As a senior at George Washington High School in Alexandria, he played violin in the Virginia All-State Orchestra. He later played several seasons in the Fairfax Symphony Orchestra. He also was a piano player with a number of area jazz and Dixieland bands.
He continued his music education at Catholic University, where he received a bachelor's degree in 1953 and a master's degree in 1955, both in music, and took postgraduate courses in music theory and composition. He also played first base for four seasons on the Catholic University varsity baseball team and was a lifelong fan of the Baltimore Orioles.

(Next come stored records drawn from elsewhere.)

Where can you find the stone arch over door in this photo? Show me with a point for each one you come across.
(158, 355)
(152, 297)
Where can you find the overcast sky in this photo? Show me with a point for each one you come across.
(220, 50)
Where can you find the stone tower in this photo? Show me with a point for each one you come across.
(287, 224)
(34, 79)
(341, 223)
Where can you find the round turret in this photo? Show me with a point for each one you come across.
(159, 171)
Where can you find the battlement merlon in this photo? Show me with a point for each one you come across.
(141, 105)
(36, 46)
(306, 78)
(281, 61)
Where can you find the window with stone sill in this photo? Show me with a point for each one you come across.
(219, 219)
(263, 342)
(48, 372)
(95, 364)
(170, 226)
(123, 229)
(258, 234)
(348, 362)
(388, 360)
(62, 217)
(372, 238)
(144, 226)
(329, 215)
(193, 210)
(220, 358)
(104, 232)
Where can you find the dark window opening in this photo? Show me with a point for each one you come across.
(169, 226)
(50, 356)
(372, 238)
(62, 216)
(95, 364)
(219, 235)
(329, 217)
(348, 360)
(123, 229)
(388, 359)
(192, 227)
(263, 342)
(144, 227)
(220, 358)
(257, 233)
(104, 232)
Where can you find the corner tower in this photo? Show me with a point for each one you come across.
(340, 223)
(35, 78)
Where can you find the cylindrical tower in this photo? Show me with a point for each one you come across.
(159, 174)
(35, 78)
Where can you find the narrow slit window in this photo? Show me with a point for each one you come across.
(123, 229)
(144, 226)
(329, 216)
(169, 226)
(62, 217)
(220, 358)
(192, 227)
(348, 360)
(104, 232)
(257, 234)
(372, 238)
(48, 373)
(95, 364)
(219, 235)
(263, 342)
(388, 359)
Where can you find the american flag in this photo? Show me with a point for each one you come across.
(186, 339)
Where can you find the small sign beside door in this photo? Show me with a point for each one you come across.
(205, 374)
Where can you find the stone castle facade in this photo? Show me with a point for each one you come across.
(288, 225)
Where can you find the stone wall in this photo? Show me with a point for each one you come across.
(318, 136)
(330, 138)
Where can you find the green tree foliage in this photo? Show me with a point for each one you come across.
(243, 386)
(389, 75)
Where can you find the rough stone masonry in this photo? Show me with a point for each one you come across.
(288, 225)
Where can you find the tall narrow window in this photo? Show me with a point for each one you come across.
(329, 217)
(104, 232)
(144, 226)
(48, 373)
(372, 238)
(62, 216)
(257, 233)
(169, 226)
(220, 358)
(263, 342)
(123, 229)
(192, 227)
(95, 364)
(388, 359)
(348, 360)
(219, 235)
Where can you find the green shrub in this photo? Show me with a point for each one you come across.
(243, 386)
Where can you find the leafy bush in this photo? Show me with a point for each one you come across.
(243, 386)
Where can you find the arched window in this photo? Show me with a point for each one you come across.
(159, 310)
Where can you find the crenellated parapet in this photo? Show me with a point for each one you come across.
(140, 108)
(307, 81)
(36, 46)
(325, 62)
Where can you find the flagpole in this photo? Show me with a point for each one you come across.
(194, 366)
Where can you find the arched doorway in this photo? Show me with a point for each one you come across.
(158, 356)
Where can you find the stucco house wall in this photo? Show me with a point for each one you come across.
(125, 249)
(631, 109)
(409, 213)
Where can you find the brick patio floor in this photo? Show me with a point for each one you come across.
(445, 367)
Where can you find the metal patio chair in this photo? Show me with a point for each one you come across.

He played trombone in the U.S. Air Force Band from 1953 to 1957 and then began a 29-year teaching career in the Fairfax public schools. He taught elementary school bands in 1957 and 1958; band and girls chorus at Herndon High School, where he also coached baseball, from 1958 to 1964; band at Jefferson High School from 1964 to 1967; strings at several elementary schools from 1964 to 1977; and orchestra at several schools, including Irving Intermediate School and West Springfield High School, from 1977 to 1985.
His orchestra at West Springfield won a number of awards during his tenure as director. He retired in 1985.
In 1974, Mr. Velke joined the National Concert Band of America as a trombonist and assistant conductor. He retired in 1997 as conductor.
He also conducted several community bands, including the Alexandria Citizens' Band (1964 to 1966 and 1985 to 1996) and the Falls Church Civic Band (1969 to 1979). In 1986, he began performing with Windjammers Unlimited and in 1991 became a member of the guest conductor staff. In addition, he played trombone with the quartet D.C. Bones and piano with D.C. Dixie, a Dixieland band, and Sounds East, a jazz group.
Mr. Velke also was an accomplished composer. His 27 commissioned works included pieces for chorus, symphonic band, orchestra and various chamber groups. His "Concerto for Band" won the American Bandmasters Association Prize in 1962.
He was president and chief executive of Velke Publishing Co. and a member of All Saints Episcopal Church in Chevy Chase.
His first marriage, to Elizabeth Waterman Velke, ended in divorce.
Survivors include his wife of 31 years, Katherine Rogus Velke of Bethesda; four children from his first marriage, John A. Velke III of Jemison, Ala., Betsy DeMulder of Springfield, Bob Velke of Columbia and Jim Velke of Germantown; two stepchildren from his second marriage, Chris Van der Slice of Ocean City and Jennifer Van der Slice of Anchorage; a brother, David "Hans" Velke of Catharpin; and 13 grandchildren.
In 1964, the Arlington Symphony Orchestra commissioned Mr. Velke to write a concerto for brass. He completed the piece, and the orchestra played it, but Mr. Velke wasn't quite satisfied with what he had composed. He took it back to tweak it, his daughter recalled, but never finished his revisions. In the last weeks of his life, his children commissioned a composer and arranger, Blair Goins, to complete the changes their father had intended to make so many years ago. He finished shortly before Mr. Velke's death. The revised concerto will be played for the first time at his funeral.